The issue at hand is not the deal breaker rather the straw that broke the camels back. Last night we had a small dispute about the amount of hair care product I helped her get into her scalp, not enough. So I took a step out of the bathroom to compose myself because her response to it felt demeaning “did you even put anything on my head?” This sparked an argument as she came in the room and told me I was wrong for being sensitive and “it’s clear I don’t want to be around her” so she went downstairs and later in the night I sent a text in response, more angry texts ensued. So I was really at a loss and texted my mom how I was frustrated and asked her if she thinks I’m emotionally unintelligent and how I can fix this. She responded with “she’s just the same old same old all the time”.
So this morning I was woken up at 9am not super early but I just didn’t sleep well the night before I know my bad to her yelling at me saying how it’s not fair that me and my mother talk badly about her behind her back, how much she’s changed and it’s crazy. funny how this thing is about change and this isn’t the first time she’s went through my phone and I’ve expressed disagreement.
I’ll end this all by also being sure to say I’ve never cheated I’ve never been a cheater or someone who texts or has too many friends so nothing to fear there.
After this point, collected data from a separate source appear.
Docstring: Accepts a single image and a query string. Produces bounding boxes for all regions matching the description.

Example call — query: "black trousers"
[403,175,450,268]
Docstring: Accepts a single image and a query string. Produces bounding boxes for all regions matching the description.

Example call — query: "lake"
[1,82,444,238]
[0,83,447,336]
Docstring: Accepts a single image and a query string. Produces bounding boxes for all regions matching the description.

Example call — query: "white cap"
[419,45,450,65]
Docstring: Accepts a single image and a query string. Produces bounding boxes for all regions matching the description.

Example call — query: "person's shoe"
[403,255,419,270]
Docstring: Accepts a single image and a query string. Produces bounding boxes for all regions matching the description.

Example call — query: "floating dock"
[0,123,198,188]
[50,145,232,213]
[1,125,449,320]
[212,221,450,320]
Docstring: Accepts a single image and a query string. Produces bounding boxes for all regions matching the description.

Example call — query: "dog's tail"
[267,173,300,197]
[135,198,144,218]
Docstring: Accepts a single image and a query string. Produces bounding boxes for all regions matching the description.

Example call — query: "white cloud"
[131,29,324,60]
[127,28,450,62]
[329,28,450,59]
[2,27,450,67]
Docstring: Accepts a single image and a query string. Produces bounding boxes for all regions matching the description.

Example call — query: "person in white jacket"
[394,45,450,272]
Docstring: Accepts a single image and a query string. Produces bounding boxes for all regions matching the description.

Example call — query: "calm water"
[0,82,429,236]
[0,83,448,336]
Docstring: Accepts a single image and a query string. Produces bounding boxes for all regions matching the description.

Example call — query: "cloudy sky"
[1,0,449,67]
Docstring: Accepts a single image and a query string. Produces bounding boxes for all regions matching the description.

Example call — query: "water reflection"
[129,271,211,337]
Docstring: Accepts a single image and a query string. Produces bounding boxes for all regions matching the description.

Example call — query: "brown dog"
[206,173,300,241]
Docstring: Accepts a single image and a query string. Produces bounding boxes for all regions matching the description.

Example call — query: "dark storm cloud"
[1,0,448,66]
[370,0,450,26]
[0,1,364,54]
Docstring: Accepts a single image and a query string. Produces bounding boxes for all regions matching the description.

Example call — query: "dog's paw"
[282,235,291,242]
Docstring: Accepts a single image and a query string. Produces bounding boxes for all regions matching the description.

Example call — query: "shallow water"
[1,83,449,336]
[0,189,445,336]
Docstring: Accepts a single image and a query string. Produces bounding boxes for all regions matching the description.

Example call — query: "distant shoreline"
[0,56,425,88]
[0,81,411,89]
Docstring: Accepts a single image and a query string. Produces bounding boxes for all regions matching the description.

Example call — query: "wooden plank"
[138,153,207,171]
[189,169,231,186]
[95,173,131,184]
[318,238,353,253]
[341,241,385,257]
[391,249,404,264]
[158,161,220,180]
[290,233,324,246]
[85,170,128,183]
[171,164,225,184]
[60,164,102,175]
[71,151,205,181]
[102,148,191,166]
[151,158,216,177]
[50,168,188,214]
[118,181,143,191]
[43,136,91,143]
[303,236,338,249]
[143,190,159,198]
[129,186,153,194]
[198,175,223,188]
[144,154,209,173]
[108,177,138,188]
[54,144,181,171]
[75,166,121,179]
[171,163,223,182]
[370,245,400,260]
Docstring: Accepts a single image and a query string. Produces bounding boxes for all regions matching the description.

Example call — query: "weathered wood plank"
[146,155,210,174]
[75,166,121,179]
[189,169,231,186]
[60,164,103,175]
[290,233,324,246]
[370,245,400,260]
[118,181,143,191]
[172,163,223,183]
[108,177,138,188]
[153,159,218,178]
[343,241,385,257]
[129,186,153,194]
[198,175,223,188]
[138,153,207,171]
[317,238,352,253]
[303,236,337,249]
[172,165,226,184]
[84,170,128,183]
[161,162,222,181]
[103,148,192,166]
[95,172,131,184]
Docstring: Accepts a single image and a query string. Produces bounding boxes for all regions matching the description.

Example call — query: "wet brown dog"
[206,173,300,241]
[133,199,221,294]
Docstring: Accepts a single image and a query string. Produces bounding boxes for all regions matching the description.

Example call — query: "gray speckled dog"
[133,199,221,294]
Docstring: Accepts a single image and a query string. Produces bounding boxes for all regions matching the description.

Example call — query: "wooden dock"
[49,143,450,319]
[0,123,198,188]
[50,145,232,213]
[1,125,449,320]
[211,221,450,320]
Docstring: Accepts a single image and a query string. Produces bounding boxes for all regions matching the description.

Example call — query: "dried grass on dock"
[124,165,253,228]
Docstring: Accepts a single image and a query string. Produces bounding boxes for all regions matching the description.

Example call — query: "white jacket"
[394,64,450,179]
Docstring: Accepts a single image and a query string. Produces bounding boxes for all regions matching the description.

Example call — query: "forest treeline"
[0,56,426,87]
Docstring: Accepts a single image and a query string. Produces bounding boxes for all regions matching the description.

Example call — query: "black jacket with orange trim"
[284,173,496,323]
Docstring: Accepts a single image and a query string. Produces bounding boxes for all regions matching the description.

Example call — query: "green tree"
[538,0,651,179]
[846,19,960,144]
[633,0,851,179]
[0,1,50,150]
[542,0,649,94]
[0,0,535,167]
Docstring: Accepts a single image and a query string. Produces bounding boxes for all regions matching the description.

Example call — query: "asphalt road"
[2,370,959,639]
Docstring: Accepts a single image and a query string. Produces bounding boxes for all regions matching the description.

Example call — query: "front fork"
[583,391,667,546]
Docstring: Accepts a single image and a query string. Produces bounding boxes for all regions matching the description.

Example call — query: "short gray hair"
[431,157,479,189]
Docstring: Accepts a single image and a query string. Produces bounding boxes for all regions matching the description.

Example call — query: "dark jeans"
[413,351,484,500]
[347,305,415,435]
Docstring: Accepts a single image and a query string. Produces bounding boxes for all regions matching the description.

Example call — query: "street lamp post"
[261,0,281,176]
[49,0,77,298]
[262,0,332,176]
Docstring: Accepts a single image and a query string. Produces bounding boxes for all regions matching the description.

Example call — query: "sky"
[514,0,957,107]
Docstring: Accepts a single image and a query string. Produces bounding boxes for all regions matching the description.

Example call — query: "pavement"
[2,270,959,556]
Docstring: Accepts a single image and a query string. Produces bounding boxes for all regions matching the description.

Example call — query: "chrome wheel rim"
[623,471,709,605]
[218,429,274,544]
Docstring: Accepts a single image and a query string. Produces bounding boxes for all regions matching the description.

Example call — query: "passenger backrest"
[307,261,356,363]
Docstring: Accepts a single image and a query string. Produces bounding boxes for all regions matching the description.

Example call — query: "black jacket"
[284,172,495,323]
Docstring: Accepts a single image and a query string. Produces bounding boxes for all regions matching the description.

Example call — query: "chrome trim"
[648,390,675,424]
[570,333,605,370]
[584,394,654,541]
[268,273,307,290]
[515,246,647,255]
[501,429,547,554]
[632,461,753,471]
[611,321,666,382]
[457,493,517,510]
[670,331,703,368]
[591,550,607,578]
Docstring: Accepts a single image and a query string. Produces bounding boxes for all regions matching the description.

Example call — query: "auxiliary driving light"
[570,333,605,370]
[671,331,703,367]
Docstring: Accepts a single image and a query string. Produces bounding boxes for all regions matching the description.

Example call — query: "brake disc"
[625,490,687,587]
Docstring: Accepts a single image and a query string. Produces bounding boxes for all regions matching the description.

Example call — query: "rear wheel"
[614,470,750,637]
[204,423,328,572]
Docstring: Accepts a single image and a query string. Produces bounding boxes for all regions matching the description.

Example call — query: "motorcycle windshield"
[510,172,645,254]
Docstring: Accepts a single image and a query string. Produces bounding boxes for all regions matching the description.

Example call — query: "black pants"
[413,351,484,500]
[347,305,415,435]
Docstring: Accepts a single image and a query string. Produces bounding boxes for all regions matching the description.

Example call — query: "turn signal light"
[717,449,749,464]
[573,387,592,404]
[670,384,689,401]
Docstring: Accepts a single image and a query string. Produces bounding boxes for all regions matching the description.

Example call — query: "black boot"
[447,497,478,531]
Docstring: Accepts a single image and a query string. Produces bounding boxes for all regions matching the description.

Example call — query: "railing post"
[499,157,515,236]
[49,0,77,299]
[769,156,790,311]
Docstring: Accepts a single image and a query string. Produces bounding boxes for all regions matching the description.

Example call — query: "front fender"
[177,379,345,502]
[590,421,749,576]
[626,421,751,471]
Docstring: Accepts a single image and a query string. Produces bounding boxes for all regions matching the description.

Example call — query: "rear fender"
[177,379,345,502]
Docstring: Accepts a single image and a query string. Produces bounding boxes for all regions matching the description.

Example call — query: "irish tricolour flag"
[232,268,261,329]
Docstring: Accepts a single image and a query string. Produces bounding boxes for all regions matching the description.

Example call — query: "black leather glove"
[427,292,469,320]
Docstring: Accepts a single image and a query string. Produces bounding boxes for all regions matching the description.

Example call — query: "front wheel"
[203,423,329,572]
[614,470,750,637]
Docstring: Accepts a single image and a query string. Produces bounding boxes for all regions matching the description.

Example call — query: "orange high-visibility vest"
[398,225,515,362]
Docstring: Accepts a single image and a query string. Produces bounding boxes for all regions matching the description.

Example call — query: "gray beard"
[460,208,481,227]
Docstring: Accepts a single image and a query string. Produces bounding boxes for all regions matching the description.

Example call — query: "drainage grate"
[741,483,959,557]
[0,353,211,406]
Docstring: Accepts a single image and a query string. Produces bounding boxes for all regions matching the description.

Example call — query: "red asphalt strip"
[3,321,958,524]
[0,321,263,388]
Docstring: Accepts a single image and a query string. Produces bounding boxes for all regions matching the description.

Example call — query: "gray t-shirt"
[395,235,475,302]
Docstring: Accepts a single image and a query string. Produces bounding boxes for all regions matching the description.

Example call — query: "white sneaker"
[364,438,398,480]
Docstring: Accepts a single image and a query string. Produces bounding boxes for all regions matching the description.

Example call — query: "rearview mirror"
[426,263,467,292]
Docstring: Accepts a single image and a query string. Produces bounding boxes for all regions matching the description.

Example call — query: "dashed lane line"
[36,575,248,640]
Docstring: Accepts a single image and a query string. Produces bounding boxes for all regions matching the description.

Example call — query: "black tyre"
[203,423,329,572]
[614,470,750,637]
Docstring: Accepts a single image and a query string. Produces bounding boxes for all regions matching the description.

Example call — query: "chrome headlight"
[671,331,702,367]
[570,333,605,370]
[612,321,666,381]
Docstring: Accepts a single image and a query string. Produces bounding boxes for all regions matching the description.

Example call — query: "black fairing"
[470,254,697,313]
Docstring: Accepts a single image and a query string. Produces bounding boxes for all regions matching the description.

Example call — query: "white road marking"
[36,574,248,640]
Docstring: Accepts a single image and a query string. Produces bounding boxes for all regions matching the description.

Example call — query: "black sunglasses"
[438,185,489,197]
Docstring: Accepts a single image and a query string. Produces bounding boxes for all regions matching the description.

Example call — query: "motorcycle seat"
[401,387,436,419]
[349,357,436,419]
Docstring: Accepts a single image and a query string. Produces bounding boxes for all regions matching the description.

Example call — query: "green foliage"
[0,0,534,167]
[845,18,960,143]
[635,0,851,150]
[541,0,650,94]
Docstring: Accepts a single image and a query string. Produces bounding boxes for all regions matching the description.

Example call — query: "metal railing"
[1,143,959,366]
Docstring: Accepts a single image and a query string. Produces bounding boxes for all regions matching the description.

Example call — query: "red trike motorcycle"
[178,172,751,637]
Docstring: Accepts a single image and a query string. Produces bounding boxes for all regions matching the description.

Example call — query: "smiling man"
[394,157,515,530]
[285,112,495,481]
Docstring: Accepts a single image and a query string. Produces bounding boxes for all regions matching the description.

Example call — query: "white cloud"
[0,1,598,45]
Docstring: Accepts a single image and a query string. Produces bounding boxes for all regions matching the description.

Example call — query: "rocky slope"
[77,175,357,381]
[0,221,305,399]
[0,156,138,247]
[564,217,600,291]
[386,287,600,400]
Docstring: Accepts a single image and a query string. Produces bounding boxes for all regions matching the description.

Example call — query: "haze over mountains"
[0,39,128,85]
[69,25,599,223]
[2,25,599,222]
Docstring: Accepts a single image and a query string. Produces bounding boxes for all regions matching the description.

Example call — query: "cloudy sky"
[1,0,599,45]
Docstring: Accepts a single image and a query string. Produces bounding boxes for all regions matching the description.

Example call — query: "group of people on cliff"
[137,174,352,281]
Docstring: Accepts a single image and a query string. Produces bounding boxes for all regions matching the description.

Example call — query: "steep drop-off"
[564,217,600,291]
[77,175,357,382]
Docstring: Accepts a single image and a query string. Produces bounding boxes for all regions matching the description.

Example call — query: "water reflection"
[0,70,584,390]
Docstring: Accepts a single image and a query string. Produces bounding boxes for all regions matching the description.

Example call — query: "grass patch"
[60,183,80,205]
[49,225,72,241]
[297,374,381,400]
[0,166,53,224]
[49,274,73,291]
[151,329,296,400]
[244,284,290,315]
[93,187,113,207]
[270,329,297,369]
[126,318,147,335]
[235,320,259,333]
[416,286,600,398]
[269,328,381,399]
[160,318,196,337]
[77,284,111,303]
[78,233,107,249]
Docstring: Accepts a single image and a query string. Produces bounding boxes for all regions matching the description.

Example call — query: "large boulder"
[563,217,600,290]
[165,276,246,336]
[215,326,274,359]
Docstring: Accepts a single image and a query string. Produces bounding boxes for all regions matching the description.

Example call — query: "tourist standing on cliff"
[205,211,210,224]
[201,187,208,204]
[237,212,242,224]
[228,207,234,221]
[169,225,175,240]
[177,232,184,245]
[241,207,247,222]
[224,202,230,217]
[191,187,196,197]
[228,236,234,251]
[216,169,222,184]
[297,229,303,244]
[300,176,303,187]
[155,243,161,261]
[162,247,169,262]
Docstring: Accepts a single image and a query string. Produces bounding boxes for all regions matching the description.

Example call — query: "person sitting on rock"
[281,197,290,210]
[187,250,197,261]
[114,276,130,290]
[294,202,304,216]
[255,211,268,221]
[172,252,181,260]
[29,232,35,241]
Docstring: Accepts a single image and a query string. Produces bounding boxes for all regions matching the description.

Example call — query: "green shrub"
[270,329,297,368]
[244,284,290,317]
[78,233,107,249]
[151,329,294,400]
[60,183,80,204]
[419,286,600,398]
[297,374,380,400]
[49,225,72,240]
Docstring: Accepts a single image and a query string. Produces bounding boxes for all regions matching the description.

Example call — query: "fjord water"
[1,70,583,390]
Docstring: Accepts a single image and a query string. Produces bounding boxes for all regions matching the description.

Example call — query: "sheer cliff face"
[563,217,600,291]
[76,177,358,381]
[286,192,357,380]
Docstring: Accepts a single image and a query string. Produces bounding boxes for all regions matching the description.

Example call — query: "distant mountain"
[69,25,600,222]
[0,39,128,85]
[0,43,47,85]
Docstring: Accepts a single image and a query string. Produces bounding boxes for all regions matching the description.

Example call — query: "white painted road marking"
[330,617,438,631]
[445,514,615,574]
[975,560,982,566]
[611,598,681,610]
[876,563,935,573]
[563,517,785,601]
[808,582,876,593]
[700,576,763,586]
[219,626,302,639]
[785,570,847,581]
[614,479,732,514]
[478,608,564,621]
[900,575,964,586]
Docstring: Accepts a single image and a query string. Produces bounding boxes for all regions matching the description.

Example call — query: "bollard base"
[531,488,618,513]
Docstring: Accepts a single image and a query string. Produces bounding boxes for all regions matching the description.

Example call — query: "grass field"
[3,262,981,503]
I just don’t know where to go from here I had a freak out about it cause she’s stonewalling me and bringing up my childhood. We have kids and I’ve been at a loss for months about this. I’ve recently got counseling to help manage my anger and outbursts and to help me get things off my chest as this is an issue for me. I’ve asked her to do the same but she hasn’t gone for it, of course with the ultimate goal being couples counseling.